Selzer: There's a chance they were blinded to what the Obama campaign was doing who basically said if we go to likely people who have caucused before we lose, we have to go and create a new coalition of people. It's a lot of work but if we don't win Iowa we're done. 

(music)

Hillary Clinton: Are you ready to end the war in Iraq and bring our troops home? Well, then let me ask you, are you ready to caucus tomorrow night to put us on a path to picking a president to get that done?

Obama: There's no shortage of bitter partisanship. We don't need more heat, we need more light. 

Yeah, it seems like double what we had four years ago. 
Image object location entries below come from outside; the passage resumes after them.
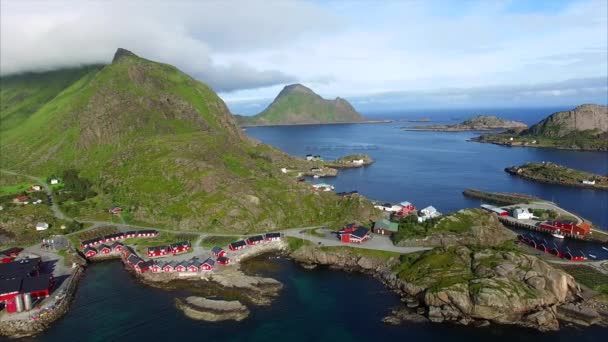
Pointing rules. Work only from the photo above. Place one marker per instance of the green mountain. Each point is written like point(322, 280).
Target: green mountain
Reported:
point(582, 128)
point(160, 144)
point(297, 104)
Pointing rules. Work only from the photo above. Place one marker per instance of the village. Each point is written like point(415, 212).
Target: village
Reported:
point(36, 283)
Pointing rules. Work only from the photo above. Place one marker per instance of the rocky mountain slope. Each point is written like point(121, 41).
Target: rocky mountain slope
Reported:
point(165, 148)
point(587, 117)
point(477, 123)
point(297, 104)
point(582, 128)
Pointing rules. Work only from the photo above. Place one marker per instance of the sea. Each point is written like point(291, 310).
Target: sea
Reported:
point(425, 168)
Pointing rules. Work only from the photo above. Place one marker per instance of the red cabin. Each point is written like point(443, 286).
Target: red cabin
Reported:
point(223, 261)
point(237, 245)
point(103, 249)
point(180, 267)
point(207, 265)
point(218, 252)
point(255, 240)
point(90, 252)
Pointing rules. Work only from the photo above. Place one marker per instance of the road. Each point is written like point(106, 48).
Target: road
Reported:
point(376, 243)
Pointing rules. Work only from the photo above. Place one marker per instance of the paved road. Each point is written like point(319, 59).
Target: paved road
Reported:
point(376, 243)
point(58, 214)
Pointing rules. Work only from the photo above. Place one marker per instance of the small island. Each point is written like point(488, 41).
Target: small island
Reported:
point(547, 172)
point(478, 123)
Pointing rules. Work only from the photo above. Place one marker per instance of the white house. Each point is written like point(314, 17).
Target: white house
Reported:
point(427, 213)
point(42, 226)
point(522, 214)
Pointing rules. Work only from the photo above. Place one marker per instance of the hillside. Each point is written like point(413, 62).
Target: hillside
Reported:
point(477, 123)
point(582, 128)
point(547, 172)
point(164, 147)
point(297, 104)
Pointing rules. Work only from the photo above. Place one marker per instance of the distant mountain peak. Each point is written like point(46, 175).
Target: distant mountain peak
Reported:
point(121, 53)
point(296, 88)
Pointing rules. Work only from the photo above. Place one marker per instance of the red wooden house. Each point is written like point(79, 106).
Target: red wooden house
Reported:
point(157, 251)
point(180, 267)
point(218, 252)
point(180, 247)
point(255, 240)
point(169, 267)
point(207, 265)
point(103, 249)
point(223, 261)
point(90, 252)
point(156, 268)
point(237, 245)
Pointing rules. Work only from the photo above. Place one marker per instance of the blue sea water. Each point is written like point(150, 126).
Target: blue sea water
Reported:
point(324, 305)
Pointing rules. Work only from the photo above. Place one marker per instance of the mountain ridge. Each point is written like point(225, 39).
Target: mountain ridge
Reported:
point(165, 148)
point(298, 104)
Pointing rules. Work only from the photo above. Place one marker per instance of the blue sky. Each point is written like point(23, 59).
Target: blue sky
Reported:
point(400, 54)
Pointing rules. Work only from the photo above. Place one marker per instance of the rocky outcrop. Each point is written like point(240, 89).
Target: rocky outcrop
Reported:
point(483, 229)
point(465, 286)
point(478, 123)
point(582, 118)
point(212, 310)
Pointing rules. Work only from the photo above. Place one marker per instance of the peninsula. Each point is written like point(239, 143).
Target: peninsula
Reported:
point(478, 123)
point(582, 128)
point(547, 172)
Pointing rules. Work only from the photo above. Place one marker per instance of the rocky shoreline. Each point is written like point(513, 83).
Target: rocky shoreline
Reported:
point(31, 327)
point(204, 309)
point(560, 301)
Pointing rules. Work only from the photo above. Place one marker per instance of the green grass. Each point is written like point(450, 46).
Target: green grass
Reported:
point(589, 277)
point(294, 243)
point(373, 253)
point(220, 241)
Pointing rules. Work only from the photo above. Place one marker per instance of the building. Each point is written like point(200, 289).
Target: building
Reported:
point(208, 264)
point(272, 236)
point(104, 249)
point(427, 213)
point(42, 226)
point(323, 187)
point(359, 235)
point(117, 246)
point(237, 245)
point(385, 227)
point(115, 210)
point(223, 261)
point(218, 252)
point(255, 240)
point(35, 188)
point(180, 267)
point(522, 214)
point(496, 210)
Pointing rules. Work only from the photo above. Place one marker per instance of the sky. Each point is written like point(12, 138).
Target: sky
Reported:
point(387, 55)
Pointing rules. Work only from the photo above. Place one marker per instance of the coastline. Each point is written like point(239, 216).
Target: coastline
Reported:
point(318, 123)
point(512, 172)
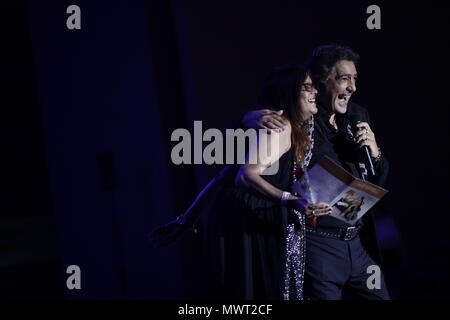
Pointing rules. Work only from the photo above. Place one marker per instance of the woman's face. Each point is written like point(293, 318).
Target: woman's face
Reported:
point(307, 99)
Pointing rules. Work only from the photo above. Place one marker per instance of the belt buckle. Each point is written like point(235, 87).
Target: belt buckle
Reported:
point(348, 233)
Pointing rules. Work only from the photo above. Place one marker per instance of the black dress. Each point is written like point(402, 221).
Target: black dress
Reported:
point(245, 242)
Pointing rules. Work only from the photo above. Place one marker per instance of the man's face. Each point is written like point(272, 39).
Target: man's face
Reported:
point(340, 85)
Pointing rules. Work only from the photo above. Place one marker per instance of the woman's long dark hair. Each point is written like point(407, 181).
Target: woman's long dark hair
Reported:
point(281, 91)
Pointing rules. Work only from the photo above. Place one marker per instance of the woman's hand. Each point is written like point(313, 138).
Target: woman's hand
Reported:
point(168, 233)
point(316, 209)
point(265, 119)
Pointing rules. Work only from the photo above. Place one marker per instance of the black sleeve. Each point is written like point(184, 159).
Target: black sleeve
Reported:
point(381, 166)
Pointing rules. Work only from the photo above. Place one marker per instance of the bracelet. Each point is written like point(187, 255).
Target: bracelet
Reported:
point(284, 197)
point(379, 156)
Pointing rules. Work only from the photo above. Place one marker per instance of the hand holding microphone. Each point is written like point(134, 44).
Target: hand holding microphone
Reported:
point(365, 138)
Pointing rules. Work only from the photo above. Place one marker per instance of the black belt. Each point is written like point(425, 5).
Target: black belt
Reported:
point(337, 233)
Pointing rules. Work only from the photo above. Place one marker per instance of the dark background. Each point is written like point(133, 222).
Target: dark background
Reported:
point(87, 116)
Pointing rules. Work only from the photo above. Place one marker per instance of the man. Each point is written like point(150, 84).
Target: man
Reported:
point(338, 256)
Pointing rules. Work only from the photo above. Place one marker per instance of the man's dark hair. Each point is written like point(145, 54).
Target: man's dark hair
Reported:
point(324, 57)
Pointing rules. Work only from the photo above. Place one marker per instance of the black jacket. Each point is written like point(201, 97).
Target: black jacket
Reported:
point(337, 146)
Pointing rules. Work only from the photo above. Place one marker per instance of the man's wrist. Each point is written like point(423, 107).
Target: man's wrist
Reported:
point(377, 157)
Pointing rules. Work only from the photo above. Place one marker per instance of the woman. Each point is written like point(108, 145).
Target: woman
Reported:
point(255, 241)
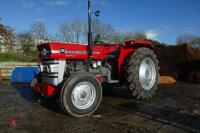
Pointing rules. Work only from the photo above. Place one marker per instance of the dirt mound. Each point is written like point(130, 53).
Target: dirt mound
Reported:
point(180, 62)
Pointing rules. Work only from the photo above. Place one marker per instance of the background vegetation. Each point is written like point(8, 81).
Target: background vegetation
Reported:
point(21, 46)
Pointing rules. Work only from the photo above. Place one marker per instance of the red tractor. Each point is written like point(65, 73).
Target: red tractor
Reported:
point(76, 72)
Henderson: It looks like 80,000 new voter registrants were signed up on caucus night 2008. That is an amazing number. 

Hillary Clinton's campaign had reached a caucus total that could have won on a regular democratic night in Iowa, except Barack Obama had done the seemingly impossible, bringing an unprecedented surge of first-time voters and independents behind him. The moment would forever change American history. 

Obama: On this January night, at this defining moment in history, you have done what the cynics said we couldn't do. 

Selzer: To me it was a statement about how blinded campaign can get in deciding who they think are likely to caucus and they're focusing all their resources on that and they'd be taken by surprise by somebody who has decided to go out and change the game.